Scrapy - Uploading image files to Amazon S3

Scrapy has a nice built in feature to automatically download and store images that it comes across while scraping a website. There’s some great documentation on how to get started. Theres also some undocumented code that allows you to store your images on Amazon S3. Here’s how to do that:

in your settings.py file:

ITEM_PIPELINES = {
    'scrapy.contrib.pipeline.images.ImagesPipeline': 1
}

# This is going to be the amazon s3 bucket. 
# You need to use the below format so Scrapy 
# can parse it. !!Important don't forget to add 
# the trailing slash.
IMAGES_STORE = 's3://my-bucket-name/'

IMAGES_EXPIRES = 180 # The amount of days until we re-download the image

IMAGES_THUMBS = {
    'small': (50, 50), # You can add as many of these as you want
    'big': (300, 300)
}

AWS_ACCESS_KEY_ID = 'your-access-key'
AWS_SECRET_ACCESS_KEY= 'your-secret-access-key'

For the sake of security I suggest creating a new user in the Amazon AWS interface and give that user only read/write privileges to your bucket.
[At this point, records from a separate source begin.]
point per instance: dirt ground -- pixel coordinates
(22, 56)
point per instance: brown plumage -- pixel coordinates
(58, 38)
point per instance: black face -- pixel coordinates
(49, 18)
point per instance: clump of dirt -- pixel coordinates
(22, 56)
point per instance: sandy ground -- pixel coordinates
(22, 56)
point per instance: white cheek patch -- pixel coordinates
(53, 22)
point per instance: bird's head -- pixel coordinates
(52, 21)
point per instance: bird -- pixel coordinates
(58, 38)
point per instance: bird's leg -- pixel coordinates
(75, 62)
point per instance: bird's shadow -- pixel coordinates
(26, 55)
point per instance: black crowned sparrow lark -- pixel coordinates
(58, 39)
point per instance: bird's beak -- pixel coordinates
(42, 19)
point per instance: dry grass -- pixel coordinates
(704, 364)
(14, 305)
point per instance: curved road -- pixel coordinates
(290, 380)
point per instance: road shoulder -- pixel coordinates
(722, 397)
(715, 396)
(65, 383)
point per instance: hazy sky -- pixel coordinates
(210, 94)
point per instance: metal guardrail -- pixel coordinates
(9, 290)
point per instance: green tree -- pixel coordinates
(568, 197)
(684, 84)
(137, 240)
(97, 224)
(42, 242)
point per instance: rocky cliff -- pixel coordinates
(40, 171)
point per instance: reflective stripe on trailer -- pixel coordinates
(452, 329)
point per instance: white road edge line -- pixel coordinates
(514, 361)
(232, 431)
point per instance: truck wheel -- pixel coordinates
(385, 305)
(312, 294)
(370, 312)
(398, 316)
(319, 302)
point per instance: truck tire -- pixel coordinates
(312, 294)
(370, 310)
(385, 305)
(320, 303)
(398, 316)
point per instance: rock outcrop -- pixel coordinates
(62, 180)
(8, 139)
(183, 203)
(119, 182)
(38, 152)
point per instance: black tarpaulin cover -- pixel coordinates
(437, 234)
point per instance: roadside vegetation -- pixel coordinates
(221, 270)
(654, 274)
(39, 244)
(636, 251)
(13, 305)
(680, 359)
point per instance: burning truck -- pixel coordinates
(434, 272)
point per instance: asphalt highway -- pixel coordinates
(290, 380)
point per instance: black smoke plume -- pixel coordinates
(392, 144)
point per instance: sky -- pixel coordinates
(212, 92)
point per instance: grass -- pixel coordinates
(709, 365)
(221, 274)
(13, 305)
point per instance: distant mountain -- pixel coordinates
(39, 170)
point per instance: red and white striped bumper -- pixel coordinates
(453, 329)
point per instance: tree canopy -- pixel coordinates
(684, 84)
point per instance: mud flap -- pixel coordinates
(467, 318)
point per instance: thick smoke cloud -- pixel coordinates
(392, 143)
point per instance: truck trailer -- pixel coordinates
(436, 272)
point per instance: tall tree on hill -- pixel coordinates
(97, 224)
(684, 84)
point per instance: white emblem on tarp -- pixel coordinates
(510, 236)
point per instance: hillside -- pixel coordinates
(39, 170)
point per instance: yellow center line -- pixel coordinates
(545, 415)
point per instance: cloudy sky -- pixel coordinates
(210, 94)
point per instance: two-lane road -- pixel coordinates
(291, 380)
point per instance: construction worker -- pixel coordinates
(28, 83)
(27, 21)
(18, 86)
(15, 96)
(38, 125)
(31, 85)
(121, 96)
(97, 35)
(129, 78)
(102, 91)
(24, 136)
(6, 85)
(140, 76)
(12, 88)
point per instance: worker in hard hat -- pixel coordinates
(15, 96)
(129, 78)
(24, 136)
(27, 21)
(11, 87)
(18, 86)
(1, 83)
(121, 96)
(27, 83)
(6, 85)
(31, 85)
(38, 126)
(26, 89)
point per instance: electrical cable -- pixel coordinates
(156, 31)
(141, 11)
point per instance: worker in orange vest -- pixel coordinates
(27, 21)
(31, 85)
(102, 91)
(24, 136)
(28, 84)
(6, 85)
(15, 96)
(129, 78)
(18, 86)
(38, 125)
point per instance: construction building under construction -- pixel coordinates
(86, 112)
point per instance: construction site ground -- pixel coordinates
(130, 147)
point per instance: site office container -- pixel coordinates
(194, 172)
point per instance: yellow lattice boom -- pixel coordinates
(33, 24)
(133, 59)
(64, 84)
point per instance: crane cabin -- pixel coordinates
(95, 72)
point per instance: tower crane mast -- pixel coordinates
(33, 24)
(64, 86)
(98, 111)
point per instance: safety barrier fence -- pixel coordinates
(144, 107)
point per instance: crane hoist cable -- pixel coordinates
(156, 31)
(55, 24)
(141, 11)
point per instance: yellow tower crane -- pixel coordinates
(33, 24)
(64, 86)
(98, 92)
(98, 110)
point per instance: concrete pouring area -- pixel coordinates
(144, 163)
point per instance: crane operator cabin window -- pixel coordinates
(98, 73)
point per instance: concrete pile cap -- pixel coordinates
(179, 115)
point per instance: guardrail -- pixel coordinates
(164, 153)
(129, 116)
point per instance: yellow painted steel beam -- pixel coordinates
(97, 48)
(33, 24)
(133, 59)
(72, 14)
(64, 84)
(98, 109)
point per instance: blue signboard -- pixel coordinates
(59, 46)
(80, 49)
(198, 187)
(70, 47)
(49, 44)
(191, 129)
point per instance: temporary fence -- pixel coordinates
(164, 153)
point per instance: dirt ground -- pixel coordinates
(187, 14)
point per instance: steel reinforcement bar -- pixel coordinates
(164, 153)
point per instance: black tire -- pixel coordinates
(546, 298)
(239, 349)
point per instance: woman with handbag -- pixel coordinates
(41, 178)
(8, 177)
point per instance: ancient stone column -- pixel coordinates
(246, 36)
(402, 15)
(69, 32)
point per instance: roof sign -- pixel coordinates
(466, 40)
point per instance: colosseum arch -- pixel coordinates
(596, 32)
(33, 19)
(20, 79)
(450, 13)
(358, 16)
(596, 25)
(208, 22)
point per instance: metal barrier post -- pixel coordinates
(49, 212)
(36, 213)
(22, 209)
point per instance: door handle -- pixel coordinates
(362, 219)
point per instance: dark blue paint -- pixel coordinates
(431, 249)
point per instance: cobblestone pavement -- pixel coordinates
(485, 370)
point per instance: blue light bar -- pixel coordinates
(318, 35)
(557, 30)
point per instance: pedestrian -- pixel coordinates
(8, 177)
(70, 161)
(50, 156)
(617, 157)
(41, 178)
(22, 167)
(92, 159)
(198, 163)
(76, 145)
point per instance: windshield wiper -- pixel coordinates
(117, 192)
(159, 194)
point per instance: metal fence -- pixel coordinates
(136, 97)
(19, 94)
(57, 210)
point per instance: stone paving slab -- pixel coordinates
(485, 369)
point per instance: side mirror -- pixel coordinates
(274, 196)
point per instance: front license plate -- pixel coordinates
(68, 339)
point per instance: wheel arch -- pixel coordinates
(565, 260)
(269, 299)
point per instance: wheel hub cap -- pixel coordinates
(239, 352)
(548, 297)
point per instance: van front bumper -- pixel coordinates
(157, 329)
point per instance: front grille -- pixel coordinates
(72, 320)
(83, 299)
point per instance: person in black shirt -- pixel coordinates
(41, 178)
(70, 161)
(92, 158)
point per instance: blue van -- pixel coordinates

Now we need to install a few packages that didn’t come by default with Scrapy:

pip install pillow
pip intall boto

Pillow handles the image manipulation and boto will provide the library that connects to S3.

Scrapy uses the image_urls key in your item to look for images it should download. This should be a list of image urls. Once downloaded Scrapy writes the details of the image location to the images key.

Don’t forget to add these to your items.py file:

class MyItem(scrapy.Item):
    image_urls = scrapy.Field()
    images = scrapy.Field()

Now don’t forget to actually populate the image_urls key during your crawl. Once you crawl your site final output will look something like this for a given item:

'image_urls': [u'http://example.com/images/tshirt.jpg'],
'images': [{ 'checksum': '264d3bbdffd4ab3dcb8f234c51329da8',
         'path': 'full/069f409fd4cdb02248d726a625fecd8299e6055e.jpg',
         'url': 'http://example.com/images/tshirt.jpg'}],

Now head on over to you amazon S3 bucket and have a look. Your images and thumbnails are all there!